Cette tribu est connue pour avoir été la première tribu rifaine à s'engager dans la résistance armée contre l'occupation française en Afrique du nord aux côtés de l'Émir Abd-el-Kader. C'est à cause de cette tribu que la France bombarda Tanger et Essaouira en 1844[1].
Étymologie
Les Beni Snassen sont une tribu parlant l'arabe et un dialecte berbère zénète[2]. Le nom « Zénètes » vient de « Iznaten », qui est le pluriel de « Aznat » qui est composé de « Azn » qui signifie « Envoyer, Expédier », et de « At », qui signifie « les fils ».
Avant l'époque coloniale, cette tribu arabo-berbère guerrière avait des inimitiés avec les tribus arabes marocaines voisines, notamment la tribu d'Angad, des Mhaya et des beni Guil (Oujda et environs). Leur engagement dans la lutte contre la colonisation française aux côtés de l'Émir Abd-el-Kader dès 1844, contribua fortement à la paix entre ces tribus[3].
Histoire
En 1844, la marine française bombarde Tanger, le territoire des Ayt Ifahsiyen à cause de l'implication des Ayt Iznassen et de quelques tribus du Moyen-Atlas (Oujda et environs) dans la lutte contre l'Algérie française aux côtés de l'Émirat Abd-el-Kader, ce qui se soldat par l'appel au retrait des armées marocaines présentes en Algérie française par le sultan alaouite marocain Abderrahmane ben Hicham, la bataille d'Isly et la signature du traité de Tanger, qui engage le sultan marocain à reconnaitre la légitimité de l'Algérie française et à ne plus soutenir l'Émir Abd-el-Kader dans sa révolte. Tout cela, afin d'éviter que d'autres villes marocaines ne soit bombardées.

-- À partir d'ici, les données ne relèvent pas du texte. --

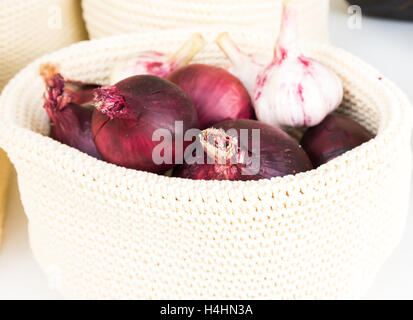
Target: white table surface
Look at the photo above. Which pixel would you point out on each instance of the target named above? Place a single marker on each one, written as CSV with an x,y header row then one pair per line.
x,y
387,45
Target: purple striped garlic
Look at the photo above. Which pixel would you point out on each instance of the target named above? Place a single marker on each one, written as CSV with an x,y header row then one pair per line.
x,y
157,63
293,90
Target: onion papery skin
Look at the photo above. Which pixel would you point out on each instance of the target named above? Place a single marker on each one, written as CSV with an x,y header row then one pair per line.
x,y
128,113
216,93
280,155
335,135
69,107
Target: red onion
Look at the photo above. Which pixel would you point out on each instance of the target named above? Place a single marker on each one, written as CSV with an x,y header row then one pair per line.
x,y
68,104
216,93
334,136
128,115
230,157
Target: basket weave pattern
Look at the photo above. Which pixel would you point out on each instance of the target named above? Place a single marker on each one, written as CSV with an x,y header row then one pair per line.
x,y
103,18
101,231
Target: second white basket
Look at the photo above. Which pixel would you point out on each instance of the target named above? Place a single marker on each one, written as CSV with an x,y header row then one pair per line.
x,y
107,17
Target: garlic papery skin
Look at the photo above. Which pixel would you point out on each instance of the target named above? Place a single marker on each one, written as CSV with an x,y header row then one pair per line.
x,y
244,66
294,90
157,63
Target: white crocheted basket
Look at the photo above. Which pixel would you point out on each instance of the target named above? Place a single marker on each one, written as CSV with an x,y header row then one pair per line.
x,y
102,231
31,28
107,17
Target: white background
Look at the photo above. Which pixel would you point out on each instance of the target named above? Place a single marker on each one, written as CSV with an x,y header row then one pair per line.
x,y
387,45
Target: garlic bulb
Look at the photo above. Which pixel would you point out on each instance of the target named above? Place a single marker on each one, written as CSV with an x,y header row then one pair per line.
x,y
292,90
244,66
157,63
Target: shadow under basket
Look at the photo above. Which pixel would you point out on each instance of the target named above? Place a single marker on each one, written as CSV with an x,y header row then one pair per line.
x,y
101,231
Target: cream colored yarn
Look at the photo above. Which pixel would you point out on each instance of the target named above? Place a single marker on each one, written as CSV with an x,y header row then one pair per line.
x,y
4,180
107,17
101,231
31,28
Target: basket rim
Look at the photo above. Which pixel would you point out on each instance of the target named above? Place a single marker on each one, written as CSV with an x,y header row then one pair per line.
x,y
9,131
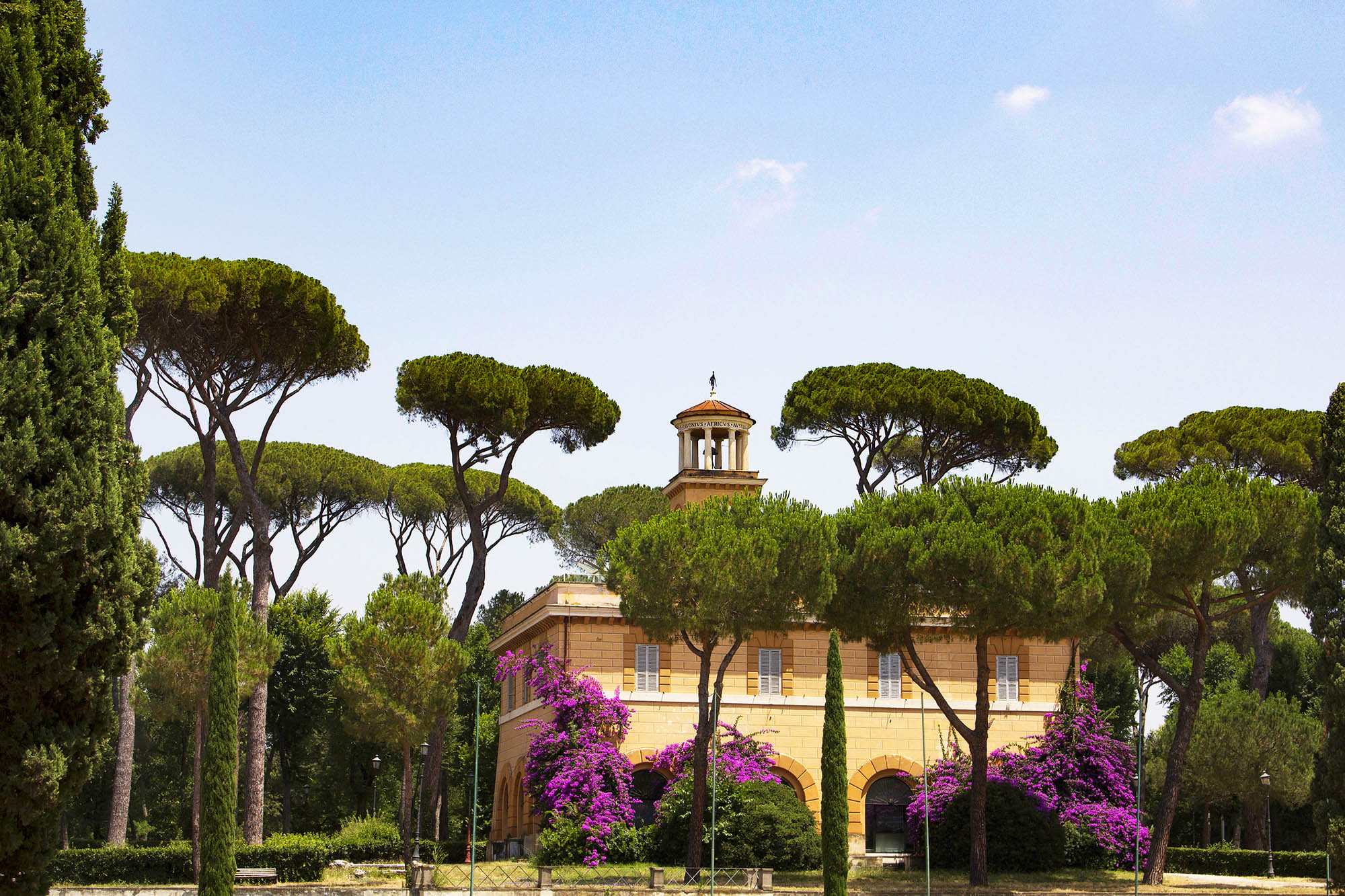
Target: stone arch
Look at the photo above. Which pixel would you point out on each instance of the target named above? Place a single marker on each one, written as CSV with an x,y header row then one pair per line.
x,y
801,779
870,772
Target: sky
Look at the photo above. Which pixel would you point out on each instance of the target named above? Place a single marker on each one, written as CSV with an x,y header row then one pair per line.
x,y
1121,213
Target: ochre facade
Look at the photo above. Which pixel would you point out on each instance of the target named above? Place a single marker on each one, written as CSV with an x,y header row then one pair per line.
x,y
579,619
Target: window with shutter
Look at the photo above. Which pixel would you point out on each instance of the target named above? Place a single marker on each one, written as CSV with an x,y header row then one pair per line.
x,y
1007,678
890,674
769,671
648,667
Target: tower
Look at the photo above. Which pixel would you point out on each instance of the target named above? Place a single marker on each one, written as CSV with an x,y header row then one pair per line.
x,y
712,454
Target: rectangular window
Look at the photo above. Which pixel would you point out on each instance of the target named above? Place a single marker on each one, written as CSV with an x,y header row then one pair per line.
x,y
1007,678
890,674
648,667
769,671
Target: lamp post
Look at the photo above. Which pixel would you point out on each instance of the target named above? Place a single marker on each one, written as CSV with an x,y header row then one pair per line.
x,y
420,778
1270,850
377,763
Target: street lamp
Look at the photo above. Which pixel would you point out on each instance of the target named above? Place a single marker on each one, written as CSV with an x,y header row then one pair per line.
x,y
420,779
377,763
1270,850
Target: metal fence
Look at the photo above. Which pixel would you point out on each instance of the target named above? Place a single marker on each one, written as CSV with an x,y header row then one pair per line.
x,y
496,876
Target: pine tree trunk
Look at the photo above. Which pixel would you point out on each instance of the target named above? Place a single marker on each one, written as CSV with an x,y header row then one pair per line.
x,y
836,803
1188,705
120,810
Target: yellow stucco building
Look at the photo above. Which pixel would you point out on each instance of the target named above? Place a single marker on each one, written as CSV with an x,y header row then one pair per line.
x,y
775,682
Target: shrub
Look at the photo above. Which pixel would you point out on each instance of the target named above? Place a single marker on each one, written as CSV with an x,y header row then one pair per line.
x,y
1020,837
364,840
758,825
1245,862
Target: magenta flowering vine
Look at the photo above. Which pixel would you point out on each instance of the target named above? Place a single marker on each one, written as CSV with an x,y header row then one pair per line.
x,y
742,758
575,766
1075,768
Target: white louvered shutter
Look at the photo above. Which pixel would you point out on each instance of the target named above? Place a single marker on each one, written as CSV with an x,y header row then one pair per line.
x,y
890,674
646,667
1007,678
769,671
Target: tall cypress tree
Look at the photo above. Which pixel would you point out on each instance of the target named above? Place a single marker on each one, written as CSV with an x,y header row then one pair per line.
x,y
836,805
1325,599
75,576
220,767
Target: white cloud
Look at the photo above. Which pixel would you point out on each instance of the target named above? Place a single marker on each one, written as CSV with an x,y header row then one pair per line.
x,y
763,189
774,169
1269,119
1023,99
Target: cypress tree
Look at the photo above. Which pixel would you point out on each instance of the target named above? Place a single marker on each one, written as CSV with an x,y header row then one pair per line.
x,y
75,576
220,767
1325,599
836,805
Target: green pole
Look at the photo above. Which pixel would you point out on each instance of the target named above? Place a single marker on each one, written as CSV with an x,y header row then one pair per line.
x,y
1140,774
925,763
715,792
477,768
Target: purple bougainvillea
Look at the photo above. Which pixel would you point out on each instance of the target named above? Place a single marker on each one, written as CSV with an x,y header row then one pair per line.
x,y
742,758
575,766
1075,768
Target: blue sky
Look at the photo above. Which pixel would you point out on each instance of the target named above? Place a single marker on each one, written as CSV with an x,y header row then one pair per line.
x,y
1121,213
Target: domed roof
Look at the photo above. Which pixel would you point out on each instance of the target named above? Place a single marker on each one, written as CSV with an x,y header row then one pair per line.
x,y
714,408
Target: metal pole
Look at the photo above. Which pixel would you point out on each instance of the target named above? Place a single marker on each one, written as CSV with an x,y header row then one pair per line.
x,y
1270,850
477,768
925,762
715,790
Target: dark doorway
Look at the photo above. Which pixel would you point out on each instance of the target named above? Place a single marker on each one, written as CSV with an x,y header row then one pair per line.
x,y
886,815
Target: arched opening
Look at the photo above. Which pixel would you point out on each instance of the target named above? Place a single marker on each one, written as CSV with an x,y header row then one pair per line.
x,y
886,815
648,786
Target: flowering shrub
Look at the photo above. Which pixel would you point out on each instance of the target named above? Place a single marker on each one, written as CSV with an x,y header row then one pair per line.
x,y
1075,768
575,768
742,758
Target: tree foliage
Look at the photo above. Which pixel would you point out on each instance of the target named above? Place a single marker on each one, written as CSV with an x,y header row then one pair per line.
x,y
906,424
836,803
220,766
489,411
714,573
988,560
75,576
592,521
1325,600
1265,443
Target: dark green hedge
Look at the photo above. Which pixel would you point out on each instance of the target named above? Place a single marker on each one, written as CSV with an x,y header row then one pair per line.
x,y
1245,862
294,861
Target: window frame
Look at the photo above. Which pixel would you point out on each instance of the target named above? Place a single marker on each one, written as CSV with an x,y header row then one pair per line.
x,y
771,676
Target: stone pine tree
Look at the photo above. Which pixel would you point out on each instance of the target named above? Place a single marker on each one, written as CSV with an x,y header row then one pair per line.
x,y
220,767
75,577
909,424
221,338
836,802
714,573
1325,600
1266,443
985,560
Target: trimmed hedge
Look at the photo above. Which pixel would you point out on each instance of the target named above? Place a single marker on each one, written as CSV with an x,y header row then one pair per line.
x,y
1245,862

En 1859, les Ayt Iznassen, alliés aux tribus arabe de Oujda et ses environs (Angad, Mhaya, Beni Oukil), décida de réattaquer la présence coloniale en dépit de la volonté du sultan. Cela se soldat par une expédition militaire et une occupation de leur territoire[4]. 63 ans plus tard, en 1907, une nouvelle expédition militaire française et une occupation territoriale a lieu sur le territoire des Ayt Iznassen et sur le territoire des tribus d'Oujda et ses environs, en raison de l'excès des agressions envers les français sur les territoires frontaliers de l'Algérie française . En 1912, la France place le sultan alaouite Mohammed ben Abderrahmane sous protectorat français, ainsi que l'intégralité du territoire marocain et cède une partie du Rif à l'Espagne (protectorat espagnol) huit mois plus tard, mais garde le territoire des Iznassen et le territoire des Ifahsiyen (région de Tanger) sous protectorat français, jusqu'à l'indépendance du Maroc en 1956. En 1926, avant la destitution officielle de la république du Rif de Mohammed el Khattabi (Abd-el-Krim) et sa réintégration dans le Maroc, son territoire s'était étendu sur toutes les tribus du protectorat espagnol ainsi que les tribus de Tanger (Ifahsiyen) et de Berkane (Iznassen), qui étaient sous protectorat français.
La tribu des Ayt Ifahsiyen (région de Tanger) et des Ayt Iznassen (région de Berkane) sont les premières tribus à avoir été impliquées dans les conflits contre la colonisation européenne en Afrique du nord[1]. L'occupation du Maroc par Hubert Lyautey commença par le territoire de la tribu des Ayt Iznassen, où il y bâti en 1908 la ville de Martimprey-du-Kiss, près de l'oued Kiss (actuelle ville Ahfir)[5], avant de placer le Maroc du sultan alaouite Mohammed ben Abderrahmane (Mohammed 4) sous protectorat français en 1912[6], et le Rif, huit mois plus tard, sous protectorat espagnol par la convention de Madrid[7]. Il nomma cette ville Martimprey-du-Kiss en hommage au général Edmond-Charles de Martimprey, qui fut le premier francais à combattre sur ce territoire en 1859. La ville de Martimprey-du-Kiss fut renommée Ahfir (qui signifie "trou" en berbère) lors de l'independance du Maroc en 1956, en référence à la carrière de pierres qui y était exploitée à cette époque[5].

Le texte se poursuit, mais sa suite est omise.